I read it in a single day on two flights.

I was disappointed.

Sometimes, it's that simple.

Emily Gould is a relatable writer who builds strong characters I can relate to. She started with a great premise: a single mom struggles what to reveal to her daughter about the girl's father, who was a musician with whom her mother had a brief relationship. He died and became something of a music legend.

It could have been a story about moms and daughters. It could have been a story about hereditary depression. It could have been a story about the way the world idolizes the dead. Instead, it tried to be all of those things and fell short.

Not much else to say. I didn't HATE it, but I didn't particularly like it either. At least I didn't spend a week before I figured that out.

How the Word is Passed

 


"How do you tell a story that has been told the wrong way for so long?"

Read this book. Just order it, go check it out, download it on your magical book-reading device, whatever. But, read. this. book.

I had read quite a bit about Clint Smith's book before I checked it out, but I was honestly worried it would read too much like a text book. I could not have been more wrong. Smith's writing is eloquent and beautiful and in stark contrast at times to the horrific stories that he reveals (he describes his grandma's voice as sounding like the front porch of a home where everyone you love is inside. Are you kidding me??) 

This book should replace what all of us learned in school about slavery. It should be required reading.

In Smith's book, he sets out to reveal the real history about slavery in America, most specifically in places where it has somehow faded into the background. The story is told through visits to places like Monticello, the Angola Prison in Louisiana, and the House of Slaves in Senegal. What we find through his writing is that most of what we've all been taught is the surface history of slavery in this country. We've largely ignored, for example, that much of what Wall Street is built on was once slave markets and burial grounds. 

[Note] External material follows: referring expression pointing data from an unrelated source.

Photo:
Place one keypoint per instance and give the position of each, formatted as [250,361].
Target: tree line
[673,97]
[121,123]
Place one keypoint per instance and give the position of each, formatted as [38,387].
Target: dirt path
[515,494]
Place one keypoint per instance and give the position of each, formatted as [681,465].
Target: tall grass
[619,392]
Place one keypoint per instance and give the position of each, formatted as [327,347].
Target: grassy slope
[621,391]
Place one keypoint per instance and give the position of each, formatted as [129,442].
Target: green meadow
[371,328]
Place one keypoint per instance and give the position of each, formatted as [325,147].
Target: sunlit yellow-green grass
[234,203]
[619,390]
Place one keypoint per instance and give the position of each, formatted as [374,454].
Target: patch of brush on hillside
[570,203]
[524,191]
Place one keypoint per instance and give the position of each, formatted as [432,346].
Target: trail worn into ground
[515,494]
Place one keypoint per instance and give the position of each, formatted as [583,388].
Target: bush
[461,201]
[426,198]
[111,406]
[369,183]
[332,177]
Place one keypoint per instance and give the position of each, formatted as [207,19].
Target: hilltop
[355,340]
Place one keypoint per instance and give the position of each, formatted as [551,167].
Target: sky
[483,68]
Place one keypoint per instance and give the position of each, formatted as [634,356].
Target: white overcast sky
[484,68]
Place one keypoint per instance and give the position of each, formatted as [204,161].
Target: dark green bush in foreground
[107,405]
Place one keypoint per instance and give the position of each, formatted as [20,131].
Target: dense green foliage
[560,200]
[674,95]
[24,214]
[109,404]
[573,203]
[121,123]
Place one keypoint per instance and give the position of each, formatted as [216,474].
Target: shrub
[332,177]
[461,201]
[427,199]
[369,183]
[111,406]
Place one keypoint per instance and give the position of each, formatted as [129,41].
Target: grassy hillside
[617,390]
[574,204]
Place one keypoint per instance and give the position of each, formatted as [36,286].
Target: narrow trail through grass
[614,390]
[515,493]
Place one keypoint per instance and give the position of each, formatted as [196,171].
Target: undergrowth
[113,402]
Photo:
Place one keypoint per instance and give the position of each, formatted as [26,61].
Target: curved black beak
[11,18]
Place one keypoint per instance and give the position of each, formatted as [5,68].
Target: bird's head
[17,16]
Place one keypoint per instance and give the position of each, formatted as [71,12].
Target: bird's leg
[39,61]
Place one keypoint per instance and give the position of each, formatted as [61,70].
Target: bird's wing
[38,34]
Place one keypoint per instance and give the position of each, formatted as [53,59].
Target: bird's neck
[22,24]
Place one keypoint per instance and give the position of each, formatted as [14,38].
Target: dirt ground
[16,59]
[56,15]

I have talked to so many people about this book and I keep giving away key lessons and key parts. I want YOU to read it, though. To see how even the people trying to tell the full story of slavery have managed to manipulate it for their own purpose. I want you to read about the conversations Smith has with white women at Monticello about their thoughts on Thomas Jefferson. I want you to picture black men working the fields in Louisiana - not in the 1800s, but now - in a state prison where their labor is still a commodity. 

I want you to know what the tour guide means when she tells people on her tour of slavery sites in New York City "Don't believe anything if it makes you too comfortable." 

I want you to read it so we can talk about it - with each other and with everyone else. 



The Mercies

 


Ooh, this book had some PROMISE! And, in some ways, it delivered. I could have done without much of the middle, but the beginning and the end were wild and fascinating and that probably makes the whole thing worth it.

This book is based on a true event that happened in the 1600s in Norway. A storm wiped out most of the men in a small fishing village, leaving the women to fend for themselves. What happens when they do is a testament to the power of women, the struggle to overcome and - wait for it - accusations of witchcraft!

Just as the women in the village begin to recover and take on the tasks previously only done by men, a man comes along to "govern" them who happens to have a history burning witches in Scotland. His agenda and the agenda of those who brought him there quickly upends the lives of these women and the community.

The books is powerful. It gets VERY graphic. And, despite being set in the 1600s, it's really readable. It got a little sloggy in the middle, but the ending will stay with me for a very long time.